Not using tf.data, with data size 100000, input dimension 10 and
training with a full batch, it took an average of 0.2431719040000644
seconds to run 10 epochs.
Using tf.data, with data size 500, and input dimension 10, and
training with batch size 50, it took an average of 0.09512088866661846
seconds to run 10 epochs.
Using tf.data, with data size 500, and input dimension 10, and
training with batch size 500, it took an average of
0.07286913600000844 seconds to run 10 epochs.
Using tf.data, with data size 100000, and input dimension 10, and
training with batch size 50, it took an average of 4.421892363666605
seconds to run 10 epochs.
Using tf.data, with data size 100000, and input dimension 10, and
training with batch size 100000, it took an average of
2.2555197536667038 seconds to run 10 epochs.
Edit: Fixed an important issue that Fred Guth pointed out. It didn't much affect the results, though.

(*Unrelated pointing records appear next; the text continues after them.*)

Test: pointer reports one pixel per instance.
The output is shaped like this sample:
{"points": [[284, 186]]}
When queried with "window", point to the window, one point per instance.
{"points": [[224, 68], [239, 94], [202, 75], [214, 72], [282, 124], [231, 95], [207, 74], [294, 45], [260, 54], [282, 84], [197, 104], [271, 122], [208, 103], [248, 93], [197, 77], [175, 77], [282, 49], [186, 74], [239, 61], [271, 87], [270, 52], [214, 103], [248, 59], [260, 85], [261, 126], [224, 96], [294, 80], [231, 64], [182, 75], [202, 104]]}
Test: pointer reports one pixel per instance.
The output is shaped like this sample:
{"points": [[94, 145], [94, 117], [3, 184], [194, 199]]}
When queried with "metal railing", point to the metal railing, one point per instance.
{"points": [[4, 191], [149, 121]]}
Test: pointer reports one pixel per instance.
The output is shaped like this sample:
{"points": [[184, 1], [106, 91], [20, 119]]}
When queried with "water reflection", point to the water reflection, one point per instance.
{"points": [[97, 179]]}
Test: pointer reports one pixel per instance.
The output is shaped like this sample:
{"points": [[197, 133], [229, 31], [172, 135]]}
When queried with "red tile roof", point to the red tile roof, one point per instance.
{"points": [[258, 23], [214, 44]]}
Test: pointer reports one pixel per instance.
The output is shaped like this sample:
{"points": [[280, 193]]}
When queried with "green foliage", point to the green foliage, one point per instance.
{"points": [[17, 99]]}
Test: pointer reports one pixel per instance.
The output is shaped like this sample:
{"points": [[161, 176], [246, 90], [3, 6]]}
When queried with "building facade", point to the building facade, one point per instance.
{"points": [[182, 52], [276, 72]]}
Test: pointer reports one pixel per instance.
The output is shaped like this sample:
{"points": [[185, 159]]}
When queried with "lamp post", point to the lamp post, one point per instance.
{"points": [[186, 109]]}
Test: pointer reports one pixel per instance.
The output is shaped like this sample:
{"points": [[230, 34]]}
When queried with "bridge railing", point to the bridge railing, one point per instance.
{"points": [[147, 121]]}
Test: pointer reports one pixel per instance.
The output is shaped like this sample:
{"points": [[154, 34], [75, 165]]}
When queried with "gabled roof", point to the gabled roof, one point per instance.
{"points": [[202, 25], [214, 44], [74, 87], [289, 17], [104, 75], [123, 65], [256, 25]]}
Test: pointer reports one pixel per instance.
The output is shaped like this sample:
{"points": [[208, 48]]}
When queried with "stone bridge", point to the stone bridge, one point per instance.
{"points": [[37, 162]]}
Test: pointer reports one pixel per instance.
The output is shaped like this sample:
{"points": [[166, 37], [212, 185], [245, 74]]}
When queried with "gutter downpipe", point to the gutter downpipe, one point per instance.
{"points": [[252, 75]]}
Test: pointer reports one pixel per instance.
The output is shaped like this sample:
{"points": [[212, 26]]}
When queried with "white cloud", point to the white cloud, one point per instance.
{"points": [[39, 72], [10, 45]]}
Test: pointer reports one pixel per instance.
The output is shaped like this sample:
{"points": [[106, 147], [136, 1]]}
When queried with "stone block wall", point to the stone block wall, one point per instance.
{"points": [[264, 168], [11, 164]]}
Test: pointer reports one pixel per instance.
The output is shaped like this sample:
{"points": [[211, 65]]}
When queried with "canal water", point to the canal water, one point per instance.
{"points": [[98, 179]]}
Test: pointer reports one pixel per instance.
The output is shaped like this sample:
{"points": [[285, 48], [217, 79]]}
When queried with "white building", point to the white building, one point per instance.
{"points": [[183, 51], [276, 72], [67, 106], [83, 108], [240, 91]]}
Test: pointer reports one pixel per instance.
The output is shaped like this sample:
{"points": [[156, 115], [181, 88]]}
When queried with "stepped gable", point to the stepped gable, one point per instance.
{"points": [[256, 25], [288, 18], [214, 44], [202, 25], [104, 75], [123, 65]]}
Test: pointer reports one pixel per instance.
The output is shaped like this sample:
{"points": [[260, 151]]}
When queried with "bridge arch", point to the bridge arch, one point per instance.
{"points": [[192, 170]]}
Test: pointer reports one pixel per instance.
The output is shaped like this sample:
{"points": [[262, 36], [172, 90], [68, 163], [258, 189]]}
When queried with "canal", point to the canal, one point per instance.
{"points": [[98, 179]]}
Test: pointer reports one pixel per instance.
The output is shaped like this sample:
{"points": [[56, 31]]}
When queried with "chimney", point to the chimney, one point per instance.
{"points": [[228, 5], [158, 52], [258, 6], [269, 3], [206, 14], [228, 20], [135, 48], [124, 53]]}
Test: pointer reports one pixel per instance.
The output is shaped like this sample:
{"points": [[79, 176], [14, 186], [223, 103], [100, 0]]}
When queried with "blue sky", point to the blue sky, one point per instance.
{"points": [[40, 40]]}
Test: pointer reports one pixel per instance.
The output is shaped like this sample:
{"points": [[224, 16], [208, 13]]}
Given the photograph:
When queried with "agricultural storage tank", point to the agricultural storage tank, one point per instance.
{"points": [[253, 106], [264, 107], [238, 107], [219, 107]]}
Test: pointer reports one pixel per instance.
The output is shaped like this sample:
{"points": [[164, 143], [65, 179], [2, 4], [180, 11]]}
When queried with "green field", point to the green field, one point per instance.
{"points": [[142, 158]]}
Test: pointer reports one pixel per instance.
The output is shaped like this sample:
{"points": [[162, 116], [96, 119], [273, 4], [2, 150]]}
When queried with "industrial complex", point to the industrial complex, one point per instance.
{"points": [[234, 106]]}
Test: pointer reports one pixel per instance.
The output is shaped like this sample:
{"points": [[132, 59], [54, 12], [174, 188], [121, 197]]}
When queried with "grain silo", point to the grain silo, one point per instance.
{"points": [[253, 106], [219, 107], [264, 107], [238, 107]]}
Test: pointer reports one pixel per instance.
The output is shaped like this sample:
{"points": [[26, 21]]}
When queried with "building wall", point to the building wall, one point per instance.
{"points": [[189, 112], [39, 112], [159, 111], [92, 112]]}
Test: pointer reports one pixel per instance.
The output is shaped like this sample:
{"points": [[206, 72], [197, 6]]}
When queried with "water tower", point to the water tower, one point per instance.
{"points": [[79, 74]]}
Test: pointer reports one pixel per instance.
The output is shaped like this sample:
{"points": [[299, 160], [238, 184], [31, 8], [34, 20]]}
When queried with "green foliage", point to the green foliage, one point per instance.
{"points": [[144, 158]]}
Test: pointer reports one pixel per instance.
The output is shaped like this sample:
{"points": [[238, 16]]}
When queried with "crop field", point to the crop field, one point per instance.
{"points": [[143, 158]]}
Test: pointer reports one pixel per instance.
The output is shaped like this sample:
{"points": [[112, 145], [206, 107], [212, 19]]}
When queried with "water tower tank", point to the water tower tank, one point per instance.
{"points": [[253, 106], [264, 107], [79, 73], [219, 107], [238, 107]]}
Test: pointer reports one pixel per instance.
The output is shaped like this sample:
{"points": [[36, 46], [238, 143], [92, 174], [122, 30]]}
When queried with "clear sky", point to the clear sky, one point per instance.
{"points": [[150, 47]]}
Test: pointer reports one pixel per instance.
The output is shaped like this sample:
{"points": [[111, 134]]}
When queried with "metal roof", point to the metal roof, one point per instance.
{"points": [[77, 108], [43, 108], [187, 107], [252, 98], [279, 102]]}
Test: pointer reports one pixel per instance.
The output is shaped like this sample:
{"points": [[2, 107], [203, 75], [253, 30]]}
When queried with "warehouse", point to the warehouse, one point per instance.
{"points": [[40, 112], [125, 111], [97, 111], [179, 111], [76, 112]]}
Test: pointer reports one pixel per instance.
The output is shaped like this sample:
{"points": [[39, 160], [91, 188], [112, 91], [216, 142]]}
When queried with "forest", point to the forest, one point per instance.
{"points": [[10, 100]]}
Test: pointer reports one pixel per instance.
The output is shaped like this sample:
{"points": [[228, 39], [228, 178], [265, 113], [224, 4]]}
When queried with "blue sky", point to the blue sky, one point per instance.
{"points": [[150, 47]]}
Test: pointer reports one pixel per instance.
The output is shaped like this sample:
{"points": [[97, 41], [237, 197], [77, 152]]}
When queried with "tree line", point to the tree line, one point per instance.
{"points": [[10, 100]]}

I wanted to test the dataset API which seems to be really convenient for processing data. I did a lot of time testing about this API in CPU, GPU and multi-GPU way for small and large NN with different type of data.
First thing, It seems to me that your code is ok. But I need to point that your NN is just one simple layer.
Now, the dataset API is not suitable for your type of NN but for NN with a lot more complexity. Why ? For several reasons that I explain below (founded in my quest of understanding the dataset API).
Firstly, in one hand the dataset API processes data each batch whereas in the other hand data are preprocessed. Therefore, if it fits your RAM, you can save time by preprocessing the data. Here your data are just to "simple". If you want to test what i am saying, try to find a really really big dataset to process. Nevertheless, the dataset API can be tuned with prefetching data. You can take a look to this tutorial that explain really well why it is good to process data with prefetch.
Secondly, in my quest of dataset API for Multi-GPU training, I discovered that as far as i know the old pre-processing way is faster than dataset API for small Neural Network. You can verify that by creating a simple stackable RNN which take a sequence in input. You can try different size of stack (i have tested 1, 2, 10 and 20). You will see that, using the dataset API, on 1-GPU or on 4-GPUs, the time did not differ for small RNN stacks (1, 2 and 5).
To summarize, the dataset API is suitable for Neural Network that have data that can't be pre-process. Depending on your task, it may be more convenient to pre-process data, for example if you want to tweak your NN in order to improve it. I agree that the dataset API is really cool for batch, padding and also convenient for shuffling large amount of data but it's also not suitable for multi-GPU training.

First:
You are recreating the dataset unnecessarily.
data_set = tf.data.Dataset.from_tensor_slices((training_inputs, training_labels))
Create the dataset prior to the loop and change the regress_with_tfData input signature to use dataset instead of training_inputs and training_labels.
Second:
The problem here is that minibatches of size 50 or even 500 are too small to compensate the cost of td.data building latency. You should increase the minibatch size. Interestingly you did so with a minibatch of size 100000, but then maybe it is too big ( I am not certain of this, I think it would need more tests).
There are a couple of things you could try:
1) Increase the minibatch size to something like 10000 and see if you get an improvement
2) Change your pipeline to use an iterator, example:
data_set = tf.data.Dataset.from_tensor_slices((training_inputs, training_labels))
data_set = data_set.repeat(n_epochs)
data_set = data_set.batch(batch_size)
iterator = data_set.make_one_shot_iterator()
....
next_element = iterator.get_next()

That is because you are comparing apples with bananas.
On one hand, when using placeholders, you are providing a monolithic tensor as is. On the other hand, when using Dataset, you are slicing the tensor into individual samples. This is very different.
The equivalent of providing a monolothic placeholder tensor with the Dataset pipeline is by using tf.data.Dataset.from_tensors. When I use from_tensors in your example, I get similar (actually smaller) computation times than with placeholders.
If you want to compare a more sophisticated pipeline using from_tensor_slices, you should use a fair comparison with placeholders. For example, shuffle your data. Add some preprocessing on your slices. I have no doubt you will observe the performance gain that makes people switch to this pipeline.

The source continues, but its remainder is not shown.